Spatting is like wearing a corset! The more the player gets the treatment the weaker his muscles around the ankle get, the less circulation he has, with decreased electrical flow and slowly reducing his ability for the lymphatic system to flush out the garbage his body produces from the feet up. It’s shocking! And players wonder why they can’t hang out in a squat! …. or they don’t even bother because let’s be honest…. I have never seen a football practice where players are hanging out in a squat.

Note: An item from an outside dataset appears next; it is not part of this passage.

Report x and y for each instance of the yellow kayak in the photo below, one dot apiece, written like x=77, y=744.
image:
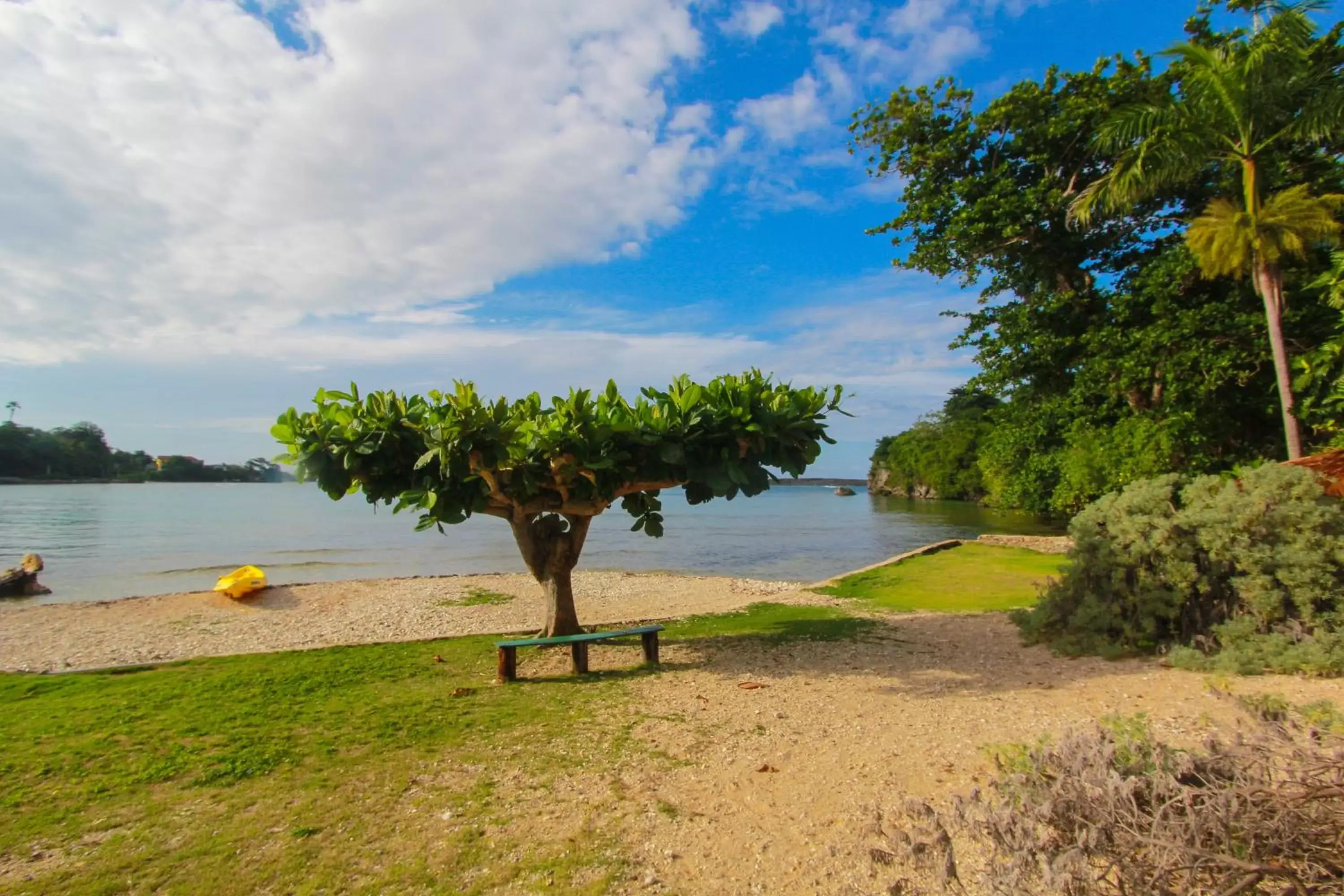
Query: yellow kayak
x=241, y=581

Anytime you brace a particular part of the body compensation ensues, AUTOMATICALLY. In regards to the ankle joint, a limited range of motion will impact foot, ankle, and leg movement, as well as knee torque and hip function. This means a higher risk of injury to all those areas. Period. Time will only tell when he will get an injury or another one. It has nothing to do with previous injuries.

Have you looked at the stats for the NFL injury list this year 2015? Over 85% of injuries (NOT including blunt hits to the body) occur at the feet, ankle, knees, legs (upper and lower muscle strains/pulls), and hips/groin. If you don’t see the correlation between ankle/foot mobility and the injury list there in lies the problem.

Every single muscle in the body is important. Stop the spatting. Increase ankle stability and mobility. Always working from the feet up, the foundation upon which we are built, will help prevent injuries and maintain an athlete’s health.